Using a quadrature encoder (rotary switch) with Arduino

I've found several sites and posts explaining how to use a quadrature encoder with an Arduino, but wasn't completely satisfied with any of the methods used. Perhaps part of the problem is with the encoder I'm using: it's part #COM-09117 at Sparkfun.com.

This encoder has twelve detents per rotation, and each detent covers one complete cycle of Gray code. This means that the most common method of reading the knob counts four steps per detent, which isn't what I wanted.

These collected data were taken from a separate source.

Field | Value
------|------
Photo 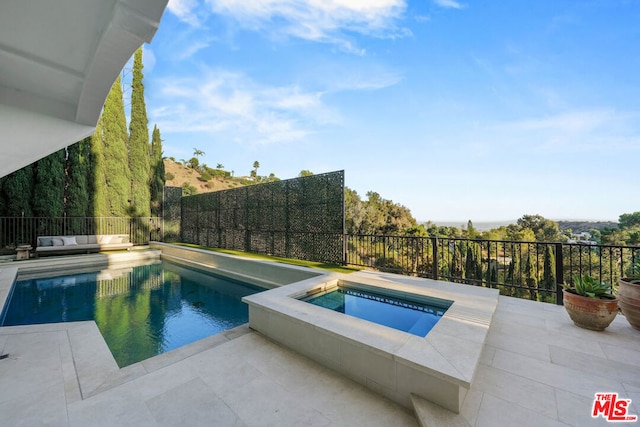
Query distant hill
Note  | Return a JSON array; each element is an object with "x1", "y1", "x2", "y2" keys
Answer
[
  {"x1": 425, "y1": 219, "x2": 618, "y2": 233},
  {"x1": 164, "y1": 159, "x2": 245, "y2": 194},
  {"x1": 557, "y1": 221, "x2": 618, "y2": 233},
  {"x1": 424, "y1": 220, "x2": 517, "y2": 232}
]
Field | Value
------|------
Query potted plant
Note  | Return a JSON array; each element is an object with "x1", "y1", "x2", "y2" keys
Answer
[
  {"x1": 563, "y1": 275, "x2": 618, "y2": 331},
  {"x1": 618, "y1": 260, "x2": 640, "y2": 331}
]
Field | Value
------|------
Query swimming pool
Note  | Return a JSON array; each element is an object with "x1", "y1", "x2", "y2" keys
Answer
[
  {"x1": 1, "y1": 260, "x2": 264, "y2": 367},
  {"x1": 303, "y1": 285, "x2": 452, "y2": 337}
]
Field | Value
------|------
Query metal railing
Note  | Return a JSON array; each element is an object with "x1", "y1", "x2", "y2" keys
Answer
[
  {"x1": 3, "y1": 217, "x2": 638, "y2": 306},
  {"x1": 0, "y1": 216, "x2": 163, "y2": 251},
  {"x1": 346, "y1": 235, "x2": 640, "y2": 304}
]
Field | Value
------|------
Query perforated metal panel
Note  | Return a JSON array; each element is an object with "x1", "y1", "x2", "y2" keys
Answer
[
  {"x1": 180, "y1": 171, "x2": 345, "y2": 263},
  {"x1": 162, "y1": 186, "x2": 183, "y2": 242}
]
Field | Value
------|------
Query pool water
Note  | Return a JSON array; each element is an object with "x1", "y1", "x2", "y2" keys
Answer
[
  {"x1": 1, "y1": 260, "x2": 263, "y2": 367},
  {"x1": 305, "y1": 286, "x2": 452, "y2": 337}
]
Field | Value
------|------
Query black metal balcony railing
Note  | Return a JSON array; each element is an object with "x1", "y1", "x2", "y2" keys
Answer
[
  {"x1": 2, "y1": 216, "x2": 638, "y2": 306},
  {"x1": 0, "y1": 216, "x2": 163, "y2": 250},
  {"x1": 346, "y1": 235, "x2": 639, "y2": 305}
]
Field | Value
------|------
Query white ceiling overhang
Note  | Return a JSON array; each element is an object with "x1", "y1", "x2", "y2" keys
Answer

So, backing up a bit... Here's how one of these things works. Instead of separate pins for each position as the knob turns, there are two pins (A and B) that produce offset pulses. The direction of the offset indicates the direction of the rotation.
As you can see from the diagram, as you rotate the knob clockwise, the pulses from A lead the pulses from B. Rotating counterclockwise, the pulses from B come first.

The detent spacing is marked on the diagram as "one notch", and if you just keep track of changes on  A and B there are four steps between detent positions. There is an event that happens only once per detent, though: that is a falling (or rising) edge on either A or B. So what I did is run an interrupt on the falling edge of A. Clockwise, B is high when A has its falling edge (at point 1) and counterclockwise B is low when A has its falling edge (at point 2). The interrupt routine just reads B, and adjusts the recorded position of the knob accordingly.

I connected one quadrature pin to Arduino pin 2 and the other to Arduino pin 3. Pin 2 is interrupt 0 for the Arduino. Here's my code:

/* knobtest.pde
Test of optical encoder (Gray scale)
Eric Ayars
*/

byte Blinker = 13;
int Delay = 250;
byte A = 2;        // One quadrature pin
byte B = 3;        // the other quadrature pin
volatile int Rotor = 0;

void setup() {

    // set DIO pins
    pinMode(Blinker, OUTPUT);
    pinMode(A, INPUT);
    pinMode(B, INPUT);

    // Turn on pullup resistors
    digitalWrite(A, HIGH);
    digitalWrite(B, HIGH);

    // Attach interrupt to pin A
    attachInterrupt(0, UpdateRotation, FALLING);

    // Use serial port to keep user informed of rotation
    Serial.begin(9600);
}

void loop() {
    // Basic blink program here: interrupt comes in as needed.
    digitalWrite(Blinker, HIGH);
    delay(Delay);
    digitalWrite(Blinker, LOW);
    delay(Delay);
}

void UpdateRotation() {
    // This is the subroutine that runs every time pin 2
    // switches from high to low.

    if (digitalRead(B)) {
        Rotor++;
    } else {
        Rotor--;
    }
    Serial.println(Rotor, DEC);
}


The program blinks the LED on pin 13 at a frequency of roughly 2 Hz, but any time the knob is turned it sends the new position out the serial line and then goes back to blinking.

I wouldn't recommend this method if the exact position of the knob is critical. It works great as a user input device, though.